Nombre de tonnes de CO2eq. dans le scénario de référence :
Quantité de GES captés ou évités si le projet n’avait pas lieu.
Influence du scénario de référence
Le nombre de crédits carbone valorisés correspond au nombre de tonnes de CO2e additionnelles, c’est-à-dire qui n’auraient pu être captées ou évitées dans le scénario de référence.
Si l’on prend l’exemple d’un projet forestier, on observe sur les graphiques ci-dessous que, pour une seule et même forêt, le scénario de référence a un impact significatif sur le nombre de crédits émis.
On observe, avec cet exemple, qu’il est possible d’avoir des projets en tous points identiques (coûts, travaux, captation physique du CO2 par les arbres, etc.), qui coûtent le même prix global, mais peuvent avoir un prix “à la tonne” différent, simplement parce qu’ils n’ont pas le même scénario de référence : dans un cas on divisera l’ensemble des coûts par e.g. 500 tonnes/ha avec un scénario agricole (plus de tonnes moins chères), alors que dans un autre, ces même coûts ne seront divisés que par e.g. 250 tonnes/ha avec un scénario friche (moins de tonnes plus chères).
3 - D’autres critères au-delà du carbone
Se concentrer uniquement sur l’optimisation de l’évitement ou de la capture de CO2, sans tenir compte des autres aspects du projet, présente plusieurs risques, tant du point de vue environnemental que socio-économique.
Par exemple, vouloir maximiser la séquestration du carbone d’un peuplement forestier à moyen terme peut favoriser les plantations en monoculture, où une seule essence d’arbre à croissance rapide est plantée à grande échelle. De telles monocultures peuvent gravement compromettre la biodiversité locale, entraînant la perte de diverses espèces végétales et animales et réduisant la résistance des écosystèmes aux maladies et aux parasites.
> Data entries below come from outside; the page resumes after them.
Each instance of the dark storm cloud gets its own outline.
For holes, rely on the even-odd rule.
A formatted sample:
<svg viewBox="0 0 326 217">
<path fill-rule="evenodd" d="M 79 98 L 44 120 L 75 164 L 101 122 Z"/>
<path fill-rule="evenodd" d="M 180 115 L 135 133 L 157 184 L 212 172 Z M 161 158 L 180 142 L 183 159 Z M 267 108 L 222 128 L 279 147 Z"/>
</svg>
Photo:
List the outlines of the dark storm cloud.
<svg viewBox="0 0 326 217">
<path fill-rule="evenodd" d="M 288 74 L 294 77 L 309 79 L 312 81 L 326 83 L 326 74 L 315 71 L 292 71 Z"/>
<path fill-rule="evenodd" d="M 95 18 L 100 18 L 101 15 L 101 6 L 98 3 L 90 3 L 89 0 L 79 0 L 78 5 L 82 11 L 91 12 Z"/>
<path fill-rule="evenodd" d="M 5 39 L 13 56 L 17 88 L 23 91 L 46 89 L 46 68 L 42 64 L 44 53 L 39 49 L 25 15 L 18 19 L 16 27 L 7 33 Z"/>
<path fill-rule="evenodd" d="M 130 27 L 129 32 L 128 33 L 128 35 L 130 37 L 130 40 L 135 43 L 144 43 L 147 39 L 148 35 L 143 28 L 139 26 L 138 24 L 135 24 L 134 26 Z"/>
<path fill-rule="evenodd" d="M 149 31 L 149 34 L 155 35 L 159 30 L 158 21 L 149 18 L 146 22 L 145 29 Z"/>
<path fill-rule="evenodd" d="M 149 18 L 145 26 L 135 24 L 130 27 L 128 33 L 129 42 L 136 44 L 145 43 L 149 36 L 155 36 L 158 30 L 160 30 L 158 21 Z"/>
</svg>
Une approche axée uniquement sur la quantification du CO2 additionnel pourrait donc détourner l’attention et les ressources d’autres défis sociaux et environnementaux cruciaux, tels que la préservation de la biodiversité, la gestion durable des ressources en eau, la pollution atmosphérique, la dégradation des sols, l’économie locale, etc. La lutte contre le dérèglement climatique ne doit en aucun cas être menée au détriment d’autres enjeux. Ainsi, il est essentiel d’adopter une approche holistique et intégrée dès la conception et la mise en oeuvre de projets liés au carbone, en tenant compte de l’ensemble des implications environnementales, sociales et économiques.
En résumé
La question du carbone est au cœur des préoccupations mondiales face à l’urgence climatique. Les crédits carbone, tout en étant un outil prometteur, doivent être abordés avec rigueur, transparence et intégrité. L’efficacité de ces crédits repose sur leur capacité à être mesurables, uniques, additionnels et permanents. Ils sont le reflet de diverses initiatives, qu’elles soient fondées sur la nature ou sur la technologie, et ont chacun leurs coûts associés, liés à leurs particularités et localisation géographique.
Il est capital de reconnaître que le carbone n’est qu’une partie du puzzle environnemental. Se focaliser uniquement sur cet unique aspect du projet pourrait nous faire passer à côté d’autres enjeux essentiels pour notre planète et pour l’humanité. Choisir des crédits carbone ne doit pas simplement signifier compenser ses émissions, mais aussi contribuer à un monde plus durable, équitable et respectueux des écosystèmes et des communautés.